Data as a fuel : Transforming how we evaluate, measure + act on consumer behavior | #BigDataSV


abhishek-mehtaBroadcasting from #BigDataSV last week in Santa Clara, California, John Furrier and Jeff Kelly, theCUBE co-hosts, continued their quest in talking to the best Big Data practitioners by interviewing Abhishek Mehta, the CEO of Tresata. He was asked to elaborate on the challenges of being an entrepreneur and to pinpoint the trends and the blindspots of the industry.

“There’s an interesting metric where people equate success to how much money you’ve raised. I equate success to how much money I’ve made. We’ve had an awesome year,” boasted Mehta. “The market has reached the point that you and Dave and I spoke about four years ago: data factories and their ability to monetize data in ways never possible before. However, the ability to do that depends on domain knowledge, science and technology coming together seamlessly. Big Data is a bigger ecosystem than Hadoop. The era of building and commercializing tools is behind us,” reckons Mehta.”Democratization and commoditization are two sides of the same coin. As Big Data technologies democratize, they will commoditize. The only way to extract value is going up the stack and finding problems to solve with Big Data.”

“When you commoditize the infrastructure, the middleware and the applications, what’s left? Where’s the value?” asked Furrier. “If the stack becomes commoditized, where’s the value shift?”

Business leadership with technical expertise


“As an industry, we have to realize that companies that are hundreds of billions of dollars in revenue, on a stack that includes databases, storage, BI and analytical software, are under attack. Both with their legacy stacks, as well as from this revolution called open source. The question is ‘Is the commoditization going up the stack?’ The answer is ‘Absolutely yes’,”commented Mehta. “I don’t think that the Big Data market is a technology market; this is a business revolution. Where you add value isn’t technology, is not data, is not science, but the combination of the three.”

“When approaching a client, and presenting the massive explosion of data, the only way to make money is to understand customer behavior. But understanding customer behavior is a hard thing to do. It’s a combination of open data, open tech and open science. These three components make something unique. That’s where the value is, and it cannot be commoditized. The expertize is very hard to replicate,” stated Mehta.

He continued: “Commoditization will rapidly expand up the stack; IT is a $3 trillion market. 80 percent of that is enterprise software.
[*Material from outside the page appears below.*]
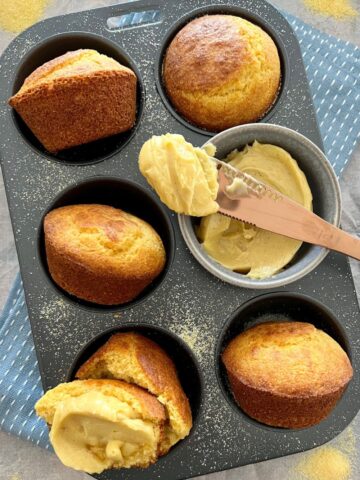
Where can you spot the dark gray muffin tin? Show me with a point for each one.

That’s the value at stake.”

The language of business vs the language of tech


“You just said that if you are doing a database tooling, you should fold your business and shut down,” laughed  Furrier. “Are you impressed with the current start-ups?”

“I love the fact that there’s so much confusion and lack of quality in start-ups. In a way, it helps with sorting them out. There are three trends I see: 1) the days of selling databases for hundreds of millions of dollars is over. The enterprise buyer is smart enough to realize that algorithms are free, just as BI and database functionality. They struggle to figure out how to take all these open source components and find value, but they are smart enough to realize open source works; 2) the buyer itself is changing; you no longer sell to the CIO. You are selling to the CMO, CFO, CEO etc; 3) applications represent the next generation predictive analytics software; you are delivering actionable intelligence, at scale, for a variety of problems that you can monetize tomorrow,” explained Mehta.

Data as a fuel


“This is a Darwinian moment in our lifetime,” stated Mehta. “It’s a 50-year boom cycle. Data as a fuel will fundamentally transform how we evaluate, measure and act on consumer behavior – from education all the way to fraud or disease management.”

“You’ve built an application which is getting a lot of attention,” jumped in Kelly. “Tell our viewers a little more about that.”

“Two years ago people were praising Hadoop but were reluctant about it because it was batch. I told everyone not to underestimate the open source community. Spark was the genesis of that. It brings to Hadoop an in-memory, real-time, computational capability. In a simplistic way, Spark is an in-memory database like framework, that allows advanced algorithms to run in-memory, at scale,” explained Mehta. “The cool part about Spark is it works natively with HDFS. Unlike other in-memory systems and engines where you have to go and re-populate data, trying to find insight on different populations, Spark will do this dynamically. We often get asked why we are focusing on ecosystem and not build virtualization. We’ll only build virtualization when scale is the insight,” Mehta added.